Młody James Franco ma w sobie dużo uroku i wdzięku osobistego..
Co więcej w jego uśmiechu jest tyle szczerości, że człowiek z chęcią chciałby mieć kumpla, który ma tak uroczy i sympatyczny wyraz twarzy, pełen prostych, aczkolwiek pozytywnych, radosnych emocji. Właśnie oglądam z nim "Spider-Mana 3" i on uśmiechu nie musi udawać, wysilać się, wychodzi naturalnie i wydaje się super facetem.. Ehh.. Nie wiem, skoro ja tak piszę, ktoś kto nie zwraca uwagi na facetów, to na babki musi to działać podwójnie ;).
Na tyle to urokliwy facet, że oglądam film i mówię - P. to - zmieńcie głównego bohatera, weźcie tego Maguire'a wywalcie i zróbcie Franko zróbcie Spidermanem. Naprawdę lubię gościa.
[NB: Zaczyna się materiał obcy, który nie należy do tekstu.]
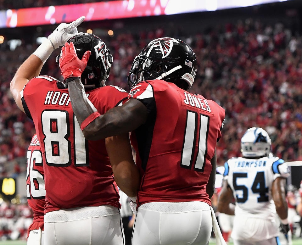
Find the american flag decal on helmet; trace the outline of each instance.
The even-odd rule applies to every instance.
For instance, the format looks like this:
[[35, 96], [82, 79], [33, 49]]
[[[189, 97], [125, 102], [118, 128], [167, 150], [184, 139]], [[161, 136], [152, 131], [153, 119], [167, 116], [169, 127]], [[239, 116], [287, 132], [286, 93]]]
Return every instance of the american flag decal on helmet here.
[[190, 66], [190, 67], [192, 67], [192, 66], [193, 65], [193, 63], [189, 60], [186, 59], [186, 61], [185, 62], [185, 64], [186, 65], [188, 66]]
[[173, 43], [179, 43], [179, 42], [175, 38], [171, 37], [162, 37], [158, 38], [150, 42], [149, 44], [151, 47], [147, 53], [146, 56], [149, 55], [153, 48], [158, 47], [163, 54], [162, 58], [165, 58], [171, 53], [173, 47]]

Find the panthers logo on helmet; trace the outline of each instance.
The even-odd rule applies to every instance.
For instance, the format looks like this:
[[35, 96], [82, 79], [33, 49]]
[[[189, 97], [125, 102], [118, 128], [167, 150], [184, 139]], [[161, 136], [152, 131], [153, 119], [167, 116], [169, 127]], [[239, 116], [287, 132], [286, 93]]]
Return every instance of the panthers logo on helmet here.
[[173, 43], [174, 42], [179, 43], [175, 38], [171, 37], [163, 37], [154, 40], [149, 43], [149, 44], [151, 47], [148, 50], [146, 56], [149, 57], [149, 55], [153, 48], [158, 47], [161, 51], [163, 54], [162, 58], [163, 59], [169, 55], [171, 53], [173, 47]]
[[94, 47], [95, 51], [95, 59], [100, 57], [105, 70], [107, 71], [108, 69], [108, 50], [104, 42], [101, 42]]

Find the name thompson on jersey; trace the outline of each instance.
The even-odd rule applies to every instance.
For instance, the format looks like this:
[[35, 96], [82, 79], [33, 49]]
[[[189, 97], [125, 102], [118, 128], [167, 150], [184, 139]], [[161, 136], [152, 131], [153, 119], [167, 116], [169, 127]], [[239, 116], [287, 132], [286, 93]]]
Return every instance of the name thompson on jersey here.
[[227, 181], [238, 204], [236, 215], [259, 215], [274, 220], [276, 210], [271, 197], [272, 183], [278, 177], [287, 178], [290, 175], [284, 161], [276, 157], [258, 159], [234, 157], [228, 160], [224, 166], [224, 179]]

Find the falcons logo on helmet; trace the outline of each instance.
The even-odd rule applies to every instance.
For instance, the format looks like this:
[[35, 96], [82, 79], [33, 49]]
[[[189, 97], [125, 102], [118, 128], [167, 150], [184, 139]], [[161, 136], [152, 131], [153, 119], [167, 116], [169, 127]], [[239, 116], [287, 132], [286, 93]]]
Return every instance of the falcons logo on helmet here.
[[94, 46], [95, 51], [95, 59], [100, 57], [105, 70], [107, 71], [108, 69], [108, 50], [104, 42], [101, 42]]
[[179, 43], [175, 38], [170, 37], [163, 37], [151, 41], [149, 43], [149, 45], [151, 47], [147, 53], [147, 57], [149, 57], [149, 55], [154, 47], [158, 47], [163, 54], [162, 58], [165, 58], [171, 53], [174, 42]]

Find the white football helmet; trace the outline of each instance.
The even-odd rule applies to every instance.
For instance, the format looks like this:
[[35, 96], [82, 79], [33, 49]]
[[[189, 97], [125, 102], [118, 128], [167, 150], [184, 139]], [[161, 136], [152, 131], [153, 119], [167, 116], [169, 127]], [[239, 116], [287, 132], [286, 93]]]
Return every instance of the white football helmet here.
[[268, 134], [261, 128], [254, 127], [247, 130], [241, 138], [241, 153], [244, 157], [269, 156], [271, 142]]

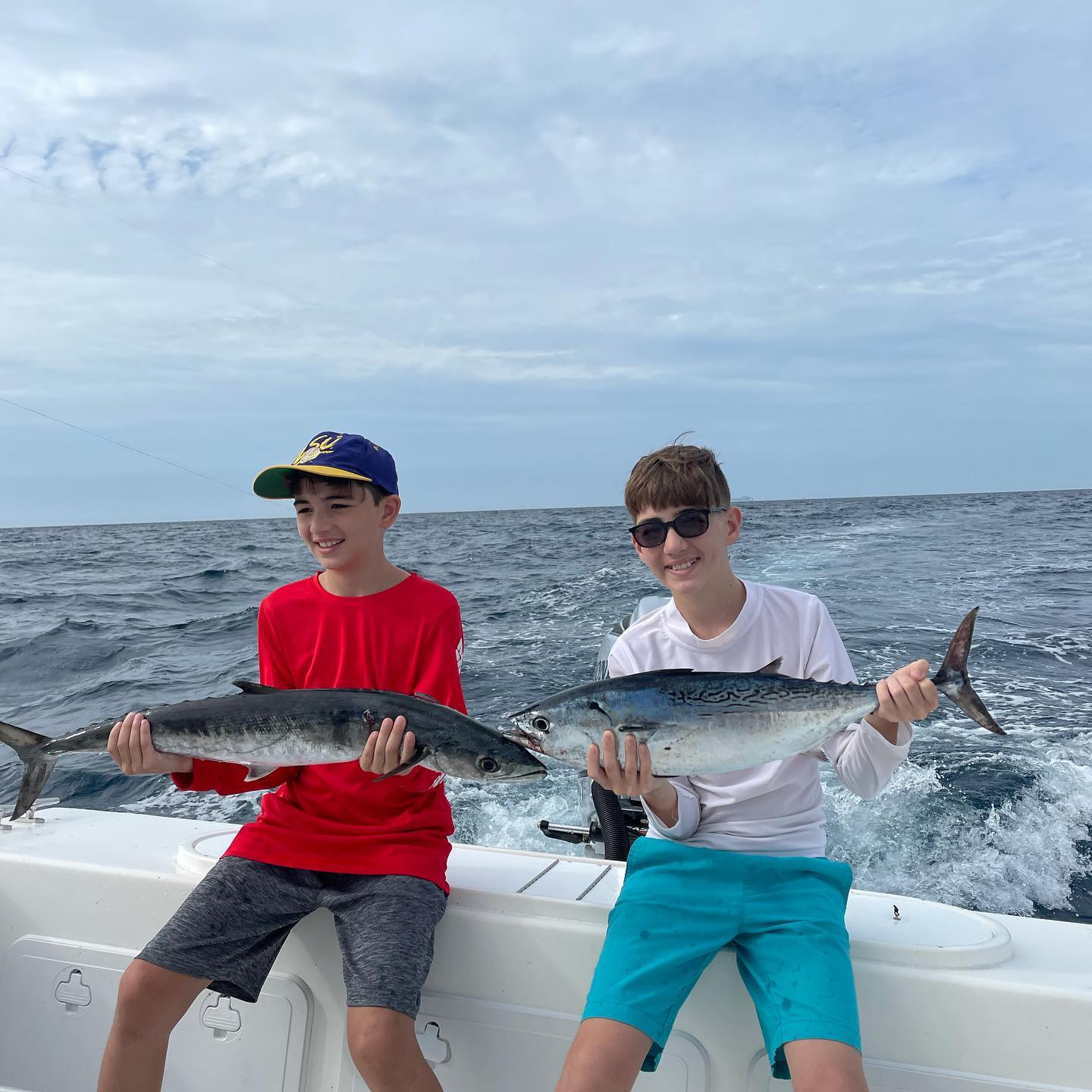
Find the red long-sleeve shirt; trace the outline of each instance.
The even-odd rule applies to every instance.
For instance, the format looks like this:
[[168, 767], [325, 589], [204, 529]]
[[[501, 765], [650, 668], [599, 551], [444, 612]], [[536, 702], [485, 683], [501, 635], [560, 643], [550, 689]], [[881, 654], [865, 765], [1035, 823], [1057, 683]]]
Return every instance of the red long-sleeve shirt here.
[[[364, 687], [427, 693], [466, 711], [455, 597], [412, 574], [375, 595], [331, 595], [318, 575], [286, 584], [258, 612], [261, 681], [282, 689]], [[413, 728], [413, 724], [407, 724]], [[247, 768], [194, 759], [179, 788], [222, 795], [276, 788], [227, 854], [271, 865], [359, 875], [419, 876], [443, 891], [454, 830], [432, 770], [376, 784], [358, 762], [287, 767], [245, 782]], [[277, 787], [280, 786], [280, 787]]]

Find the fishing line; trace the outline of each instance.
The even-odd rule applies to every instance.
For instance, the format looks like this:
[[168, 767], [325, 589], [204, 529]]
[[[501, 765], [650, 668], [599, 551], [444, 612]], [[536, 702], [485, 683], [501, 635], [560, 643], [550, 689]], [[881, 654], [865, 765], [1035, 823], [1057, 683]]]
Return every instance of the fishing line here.
[[[166, 242], [168, 246], [175, 247], [178, 250], [182, 250], [186, 253], [193, 254], [203, 261], [211, 262], [213, 265], [217, 265], [219, 269], [227, 270], [229, 273], [236, 273], [239, 276], [247, 277], [249, 281], [253, 281], [256, 284], [262, 285], [265, 288], [272, 288], [274, 292], [281, 293], [283, 296], [287, 296], [289, 299], [296, 300], [298, 304], [302, 304], [308, 308], [319, 308], [322, 305], [312, 302], [309, 299], [305, 299], [302, 296], [290, 292], [288, 288], [284, 288], [272, 281], [268, 281], [264, 277], [258, 276], [256, 273], [251, 273], [250, 270], [244, 269], [241, 265], [234, 265], [230, 262], [222, 261], [218, 258], [213, 258], [212, 254], [206, 254], [202, 250], [198, 250], [195, 247], [188, 246], [185, 242], [179, 242], [177, 239], [173, 239], [162, 232], [156, 232], [150, 227], [145, 227], [142, 224], [138, 224], [134, 221], [127, 219], [124, 216], [119, 216], [115, 212], [110, 212], [109, 209], [103, 209], [100, 205], [92, 204], [90, 201], [84, 201], [83, 198], [78, 198], [73, 193], [69, 193], [62, 190], [58, 186], [51, 186], [49, 182], [44, 182], [38, 178], [34, 178], [31, 175], [24, 175], [21, 170], [14, 170], [12, 167], [5, 166], [0, 163], [0, 170], [7, 171], [14, 178], [22, 178], [26, 182], [31, 182], [33, 186], [38, 186], [44, 190], [49, 190], [51, 193], [58, 193], [62, 198], [68, 198], [69, 201], [74, 201], [79, 205], [83, 205], [84, 209], [90, 209], [92, 212], [102, 213], [104, 216], [109, 216], [110, 219], [117, 221], [119, 224], [124, 224], [127, 227], [131, 227], [138, 232], [142, 232], [145, 235], [151, 235], [153, 238], [158, 239], [161, 242]], [[391, 345], [396, 345], [400, 348], [411, 348], [412, 346], [396, 341], [393, 337], [388, 337], [384, 334], [378, 334], [371, 330], [364, 330], [364, 328], [358, 328], [364, 333], [369, 336], [378, 337], [380, 341], [385, 341]], [[39, 417], [45, 417], [47, 420], [56, 422], [58, 425], [64, 425], [68, 428], [75, 429], [78, 432], [83, 432], [86, 436], [94, 436], [96, 439], [105, 440], [107, 443], [116, 444], [119, 448], [124, 448], [127, 451], [135, 452], [139, 455], [144, 455], [147, 459], [154, 459], [156, 462], [165, 463], [167, 466], [174, 466], [176, 470], [185, 471], [187, 474], [193, 474], [197, 477], [204, 478], [206, 482], [213, 482], [216, 485], [225, 486], [228, 489], [235, 489], [237, 492], [241, 492], [251, 499], [256, 499], [253, 494], [247, 489], [242, 489], [237, 485], [232, 485], [230, 482], [223, 482], [219, 478], [212, 477], [209, 474], [204, 474], [201, 471], [194, 470], [192, 466], [185, 466], [181, 463], [173, 462], [170, 459], [164, 459], [161, 455], [153, 454], [151, 451], [144, 451], [142, 448], [133, 447], [131, 443], [124, 443], [121, 440], [116, 440], [110, 436], [104, 436], [102, 432], [95, 432], [93, 429], [84, 428], [82, 425], [75, 425], [70, 420], [62, 420], [60, 417], [54, 417], [50, 414], [44, 413], [40, 410], [33, 410], [31, 406], [25, 406], [20, 402], [15, 402], [12, 399], [7, 399], [0, 395], [0, 402], [5, 402], [10, 406], [15, 406], [17, 410], [24, 410], [26, 413], [37, 414]]]
[[154, 455], [151, 451], [144, 451], [143, 448], [134, 448], [131, 443], [126, 443], [122, 440], [115, 440], [112, 436], [104, 436], [102, 432], [95, 432], [93, 429], [84, 428], [82, 425], [74, 425], [70, 420], [62, 420], [60, 417], [54, 417], [51, 414], [43, 413], [40, 410], [34, 410], [31, 406], [25, 406], [21, 402], [15, 402], [12, 399], [5, 399], [0, 394], [0, 402], [5, 402], [10, 406], [15, 406], [16, 410], [25, 410], [27, 413], [37, 414], [39, 417], [45, 417], [46, 420], [55, 422], [58, 425], [64, 425], [67, 428], [74, 428], [78, 432], [83, 432], [86, 436], [94, 436], [98, 440], [105, 440], [107, 443], [112, 443], [119, 448], [124, 448], [127, 451], [134, 451], [138, 455], [144, 455], [147, 459], [154, 459], [157, 463], [166, 463], [167, 466], [174, 466], [176, 470], [186, 471], [187, 474], [195, 474], [200, 478], [204, 478], [206, 482], [213, 482], [216, 485], [222, 485], [227, 489], [235, 489], [236, 492], [241, 492], [244, 496], [249, 497], [251, 500], [257, 500], [258, 498], [248, 490], [242, 489], [237, 485], [232, 485], [230, 482], [224, 482], [221, 478], [214, 478], [210, 474], [204, 474], [201, 471], [195, 471], [192, 466], [185, 466], [182, 463], [173, 462], [169, 459], [164, 459], [162, 455]]

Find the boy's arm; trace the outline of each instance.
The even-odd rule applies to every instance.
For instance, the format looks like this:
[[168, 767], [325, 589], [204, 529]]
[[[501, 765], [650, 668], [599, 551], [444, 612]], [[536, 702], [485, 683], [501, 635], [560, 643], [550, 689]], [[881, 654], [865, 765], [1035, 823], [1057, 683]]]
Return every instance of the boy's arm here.
[[[294, 689], [292, 673], [264, 601], [258, 608], [258, 676], [265, 686], [275, 686], [280, 690]], [[236, 793], [276, 788], [295, 778], [301, 769], [298, 765], [284, 765], [257, 781], [247, 781], [248, 768], [245, 765], [195, 758], [189, 773], [173, 773], [170, 776], [179, 788], [197, 793], [212, 791], [221, 796], [233, 796]]]
[[[424, 642], [424, 656], [417, 667], [414, 690], [426, 695], [443, 705], [466, 712], [460, 668], [463, 660], [463, 621], [459, 604], [452, 596], [447, 607], [429, 630]], [[385, 719], [377, 732], [372, 732], [360, 756], [360, 769], [367, 773], [389, 774], [399, 765], [404, 765], [413, 756], [416, 738], [413, 725], [404, 716]], [[422, 776], [425, 771], [416, 768], [402, 771], [403, 784], [414, 792], [432, 790], [438, 779]], [[416, 775], [416, 776], [414, 776]], [[442, 779], [439, 779], [442, 780]]]
[[[625, 650], [615, 645], [607, 657], [607, 674], [612, 678], [632, 675]], [[587, 748], [587, 775], [618, 796], [639, 796], [645, 815], [665, 838], [686, 839], [698, 829], [701, 809], [687, 778], [657, 778], [652, 769], [649, 748], [632, 736], [625, 743], [626, 765], [618, 763], [617, 744], [612, 731], [603, 733], [602, 749]], [[602, 758], [601, 758], [602, 755]]]
[[[817, 601], [818, 603], [818, 601]], [[806, 677], [817, 682], [856, 682], [857, 676], [850, 663], [845, 645], [834, 626], [827, 607], [818, 603], [820, 612], [816, 636], [808, 653]], [[895, 672], [879, 686], [892, 684], [917, 665], [911, 664]], [[931, 688], [931, 684], [929, 684]], [[890, 691], [889, 691], [890, 692]], [[900, 708], [877, 696], [878, 712], [893, 714], [893, 720], [871, 714], [864, 721], [851, 724], [835, 732], [822, 745], [822, 750], [834, 764], [839, 781], [852, 793], [863, 799], [871, 799], [891, 780], [897, 765], [905, 759], [910, 744], [914, 737], [912, 717], [902, 720]], [[919, 701], [924, 716], [928, 712], [927, 701]], [[933, 695], [933, 707], [936, 708], [936, 692]], [[917, 705], [905, 705], [906, 713], [918, 712]], [[875, 723], [874, 723], [875, 722]]]

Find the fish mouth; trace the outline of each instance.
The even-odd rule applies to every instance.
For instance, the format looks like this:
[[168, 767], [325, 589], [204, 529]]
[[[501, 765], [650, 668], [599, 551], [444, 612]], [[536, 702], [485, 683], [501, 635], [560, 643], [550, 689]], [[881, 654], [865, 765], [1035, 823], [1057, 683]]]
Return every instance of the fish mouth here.
[[536, 755], [546, 753], [546, 751], [543, 750], [542, 740], [531, 735], [530, 732], [525, 732], [523, 728], [502, 728], [500, 734], [506, 739], [511, 739], [513, 744], [519, 744], [521, 747], [526, 750], [534, 751]]

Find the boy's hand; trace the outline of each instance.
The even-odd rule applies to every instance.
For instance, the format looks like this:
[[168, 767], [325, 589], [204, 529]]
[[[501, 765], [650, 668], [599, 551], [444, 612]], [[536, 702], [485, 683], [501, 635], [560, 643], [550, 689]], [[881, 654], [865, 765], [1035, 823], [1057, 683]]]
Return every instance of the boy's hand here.
[[607, 728], [603, 733], [603, 747], [592, 744], [587, 748], [587, 776], [617, 796], [645, 796], [661, 783], [661, 779], [652, 773], [649, 747], [646, 744], [638, 746], [631, 735], [626, 736], [622, 747], [626, 750], [625, 770], [618, 763], [614, 731]]
[[152, 725], [143, 713], [128, 713], [110, 728], [106, 749], [118, 769], [129, 776], [140, 773], [192, 773], [188, 755], [157, 751], [152, 744]]
[[[368, 736], [360, 756], [360, 769], [368, 773], [393, 773], [404, 762], [413, 758], [417, 749], [417, 740], [412, 732], [406, 732], [406, 719], [400, 716], [391, 720], [389, 716], [379, 725], [378, 732]], [[400, 771], [401, 778], [408, 770]]]
[[[929, 662], [915, 660], [876, 684], [879, 708], [871, 714], [881, 721], [922, 721], [937, 708], [937, 688], [929, 678]], [[879, 725], [875, 725], [877, 728]]]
Nie że coś mam do Maguire'a, ale na litość Boską po prostu tak lubię tego kolesia, że chyba będę trzymał kciuki za każdą postać, którą gra (…).
A co to ma do tego jakim jest aktorem ? Z resztą pewnie z chęcią by Cię zmolestował,w końcu z tego słynie
Za piękny. Przystojny mężczyzna ma urodę nieoczywistą, np, Vincent Cassel, Adrien Brody.
Faceci pokroju Franco są fajni dla nastolatek.
O Adrienie wiele można powiedzieć ale za przystojny to nie jest. Można go cenić jako aktora, bo jest dobry, ale na imprezie jako zwykły koleś sukcesów by nie odniósł. Wszedłby Pitt czy Franco i laski by się od razu garnęły. Cassel też ma to coś, taka aurę twardziela, która laski przyciąga, ale akurat Brody raczej nie. I myślę, że starsze panie młodego Franco też b chętnie przygarnęły...:)
to tylko moja opinia. Wolę Brodyego od Franco, bo wolę mężczyzn z nieoczywistą urodą, "brzydką". Panowie z ładnymi buźkami są nudni (oczywiście, pod względem estetycznym, niekoniecznie mentalnym. Nie chcę dokonywać stereotypizacji).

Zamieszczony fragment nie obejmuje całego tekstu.